For this last blog post, I would like to focus on the most essential, and unfortunately the most easily overlooked, aspect of schools: the teachers. I might come from a slightly biased, or perhaps unique, perspective on this topic seeing as teachers run through every branch of my family. But the impact that various teachers have had on my outlook of the importance of education has been rather remarkable. I would like to take this moment to thank a few of them and to highlight the significance of teachers that often goes unnoticed.
Last semester at UNC I took a required class for my psychology major, the Statistical Principles of Psychological Research. I thought it was going to be a total snoozer and was really dreading taking it. Little did I know that this class would be one of my favorites, and even better, expose me to one of my favorite professors at UNC, Dr. Viji Sathy. One of the reasons that this class stuck out so much for me was the way that Dr. Sathy instructed it. Every aspect of class was planned in advance, technology was appropriately integrated into every lesson (usually in the form of PollEverywhere quizzes/questions), and most importantly, the class was covered in Dr. Sathy’s passion: for statistics, teaching, and our overall success as students. It’s hard not to be motivated when a teacher is continually developing plans for you to succeed; and by succeeding, I do not just mean making an A, but actually mastering the material so that you can earn an A.
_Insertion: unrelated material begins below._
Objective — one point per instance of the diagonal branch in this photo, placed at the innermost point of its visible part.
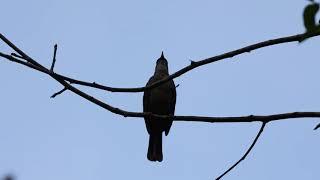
(247, 152)
(193, 64)
(31, 63)
(250, 118)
Shortly after the end of the semester, Dr. Sathy sent a final email to our class explaining grades, etc. and how she truly hopes that we will reach out to her in the future. She left us with these strong words that have been sitting in the back of my mind ever since:
“I have one last request: unless you have been in a hole, you’ve probably heard about the terrible cutbacks and salary freezes for educators. Once you’ve settled in on your break, please consider sending a note to a former teacher, or better yet, nominating them for an award. There may be little pay and little glory, but there doesn’t need to be little gratitude. Share with them what they did for you, and that I sent you, and tell them ‘thank you!’ from me too, because without them, you wouldn’t be the you that you are!”
It is much to easy for us as students to jump to complaining about the “bad teaching style,” the “unfair test,” or the “horribly, boring subject matter that will never be useful in real life,” when in reality, it is often a lack of effort on our part to match what the teacher has put in to make the class possible. This is not to say that every teacher is amazing and deserves an award (there are probably some who could use a little more motivation and also some who go above and beyond) or that all students are lazy and don’t try. But there are definitely many teachers who have been a part of my educational career, who have gone unnoticed, in terms of my gratitude.
I realize that this post is not exactly tied into education policy, but quite frankly I’ve become so frustrated and saddened by the holes in our education system that I am trying to focus on some of the positive components that can have a huge effect on a child’s education, and ultimately their whole life. I want to spread Dr. Sathy’s words to thank a past teacher. I would like to challenge all of you reading this to reach out to a teacher who has touched your life – one who has changed your opinion on a subject matter; one who has encouraged you to solve a problem or write a better thesis statement; one who has gone beyond their required role as a teacher and left you with a lasting impact.
I know I have many letters to write to past teachers.